Demographics of Philosophy Doctorates in the US

Eric Schwitzgebel has a very useful post up.  Here are some of the main findings:


In the 1970s, 17% of the SED philosophy respondents were women. In the 1980s it was 22%. In the 1990s it was 27%. In the 2000s it was also 27%. So far in the 2010s it has been 28%.



Also notable is the increase from 1-2% Hispanic or Latino in the 1970s-1980s to 6.3% in the 2010s. This is still, however, well below the approximately 17% of the U.S. population that is Hispanic. It is also matched by a sharp decline in “Ethnicity not reported”, raising the possibility that it is in part a reporting effect.

The percentage of non-Hispanic Black or African American U.S. PhD recipients does not appear to have increased much if at all since the 1970s, hovering around 1.4% to 2.2%, compared to 13% of the U.S. population.

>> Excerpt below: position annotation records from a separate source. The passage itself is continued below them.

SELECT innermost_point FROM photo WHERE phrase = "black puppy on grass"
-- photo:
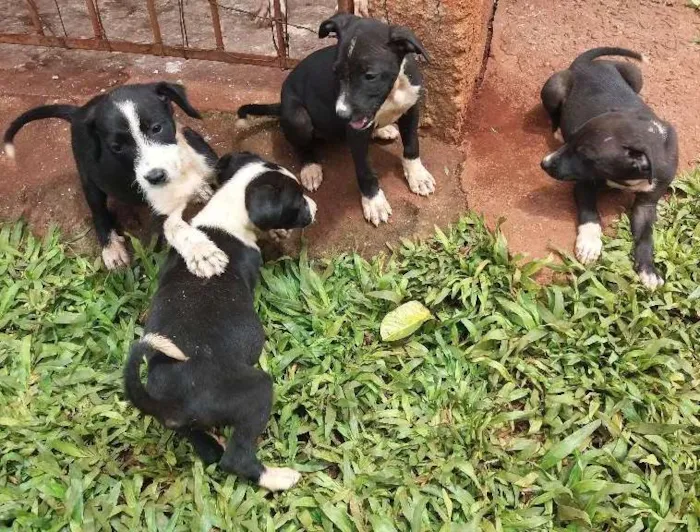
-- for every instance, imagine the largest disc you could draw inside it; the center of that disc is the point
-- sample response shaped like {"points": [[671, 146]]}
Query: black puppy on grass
{"points": [[612, 138], [203, 337], [355, 90]]}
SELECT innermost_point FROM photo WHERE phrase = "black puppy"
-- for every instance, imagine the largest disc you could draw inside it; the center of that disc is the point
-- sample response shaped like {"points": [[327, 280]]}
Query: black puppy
{"points": [[356, 89], [612, 138], [127, 144], [203, 337]]}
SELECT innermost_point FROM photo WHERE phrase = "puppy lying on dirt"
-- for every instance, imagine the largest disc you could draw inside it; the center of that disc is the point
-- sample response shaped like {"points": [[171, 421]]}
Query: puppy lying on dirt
{"points": [[203, 337], [612, 139]]}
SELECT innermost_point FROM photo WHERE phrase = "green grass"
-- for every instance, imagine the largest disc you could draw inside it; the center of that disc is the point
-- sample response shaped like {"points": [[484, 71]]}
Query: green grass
{"points": [[573, 406]]}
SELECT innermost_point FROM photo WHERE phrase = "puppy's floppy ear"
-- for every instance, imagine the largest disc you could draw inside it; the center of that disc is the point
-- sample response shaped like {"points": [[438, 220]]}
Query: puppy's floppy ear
{"points": [[264, 207], [404, 41], [174, 92], [640, 158], [335, 24]]}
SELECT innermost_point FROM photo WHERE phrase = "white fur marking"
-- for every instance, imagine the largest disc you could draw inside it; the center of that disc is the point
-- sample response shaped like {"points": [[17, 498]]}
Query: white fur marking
{"points": [[390, 132], [114, 254], [10, 150], [342, 108], [278, 478], [164, 345], [312, 176], [420, 181], [400, 99], [376, 209], [635, 185], [312, 207], [227, 211], [651, 280], [588, 242]]}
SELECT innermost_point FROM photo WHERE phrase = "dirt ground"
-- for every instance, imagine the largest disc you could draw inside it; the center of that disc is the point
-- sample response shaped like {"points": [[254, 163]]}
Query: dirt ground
{"points": [[509, 131]]}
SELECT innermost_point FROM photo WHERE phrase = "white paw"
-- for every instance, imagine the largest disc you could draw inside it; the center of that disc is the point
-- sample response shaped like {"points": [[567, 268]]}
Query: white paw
{"points": [[588, 242], [311, 176], [114, 254], [279, 234], [420, 181], [376, 209], [205, 259], [650, 279], [204, 193], [278, 478], [390, 132]]}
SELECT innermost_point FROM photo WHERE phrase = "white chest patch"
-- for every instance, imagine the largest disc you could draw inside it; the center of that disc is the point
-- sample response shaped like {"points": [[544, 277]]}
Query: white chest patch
{"points": [[635, 185], [402, 97]]}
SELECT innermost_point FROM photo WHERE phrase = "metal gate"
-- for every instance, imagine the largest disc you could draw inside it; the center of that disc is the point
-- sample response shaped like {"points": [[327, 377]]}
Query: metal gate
{"points": [[100, 41]]}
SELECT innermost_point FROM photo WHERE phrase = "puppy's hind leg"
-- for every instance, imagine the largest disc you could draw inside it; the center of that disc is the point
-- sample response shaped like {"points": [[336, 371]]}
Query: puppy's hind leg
{"points": [[553, 95], [249, 401], [299, 131]]}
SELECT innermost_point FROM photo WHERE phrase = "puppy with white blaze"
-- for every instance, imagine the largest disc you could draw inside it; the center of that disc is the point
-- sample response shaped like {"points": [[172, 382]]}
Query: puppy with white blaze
{"points": [[356, 91], [127, 145], [203, 338]]}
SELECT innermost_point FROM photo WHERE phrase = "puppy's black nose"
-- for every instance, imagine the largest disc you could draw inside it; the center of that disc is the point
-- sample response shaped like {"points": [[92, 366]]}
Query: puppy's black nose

2 thoughts on “Demographics of Philosophy Doctorates in the US

  1. This is discouraging. Does anyone know if the percentage of women graduating with a philosophy major is also unchanged? It would be good to know where to put our best efforts.

  2. The cross-tabs might be important. Have they been reported? The stall in gains among women appear to correlate closely with the increase in gains among non-whites (both phenomena took off in the early 1990s). As I guess some people know, I’ve long kicked around the hypothesis that the gender gap in philosophy is due in large part to the under-representation of non-white women in the field. That hypothesis is certainly very consistent with what I’m seeing here. The next step in fleshing out that hypothesis would be to posit that the gender gap is larger among non-white philosophers than it is among white philosophers. The cross-tabs would help confirm or deny this.